The decline in affordable housing

Housing, or a lack of affordable housing, is a key topic at the moment as housing in the world’s booming cities becomes increasingly unaffordable and land becomes too expensive for its workers. Indeed, the more productive the city and the more talent and investment it attracts, the stronger this relationship seems to become, and so millennials are being increasingly priced out of buying (and benefitting from building equity), and instead pushed into a circle of ever-increasing rents paid to landowners.

For example, in the UK, between 2007 and 2011, in the wake of the financial crisis, London’s economy grew by 12.4% – about double the rate of any other region. But today, the average house in London costs more than one could borrow on the prime minister’s salary. Or in the US, in San Francisco, San Jose, and Los Angeles, the typical millennial doesn’t make even half of what’s needed to afford a home. And as early as 2004, the median rent exceeded 30% of the median household income for young workers, the threshold at which housing experts say rent is no longer affordable.

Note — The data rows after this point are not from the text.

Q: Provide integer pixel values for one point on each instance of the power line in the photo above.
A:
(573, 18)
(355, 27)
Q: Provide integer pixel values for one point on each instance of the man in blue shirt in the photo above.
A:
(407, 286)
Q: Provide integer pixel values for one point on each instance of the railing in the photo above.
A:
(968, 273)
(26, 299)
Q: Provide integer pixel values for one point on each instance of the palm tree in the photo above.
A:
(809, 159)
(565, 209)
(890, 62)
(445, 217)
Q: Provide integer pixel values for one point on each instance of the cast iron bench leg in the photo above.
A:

What does it really mean for Piketty?

So, should governments be rethinking income inequality policy in favour of housing rather than Piketty’s preferred tax on the super-rich? It certainly sounds like a convincing argument, and Piketty himself has since suggested that he is open to policies relating to housing. But where an argument of a wealthy elite boosting their wealth through land and rents seems in line with his theory, Piketty maintains that only progressive taxation can truly change the balance.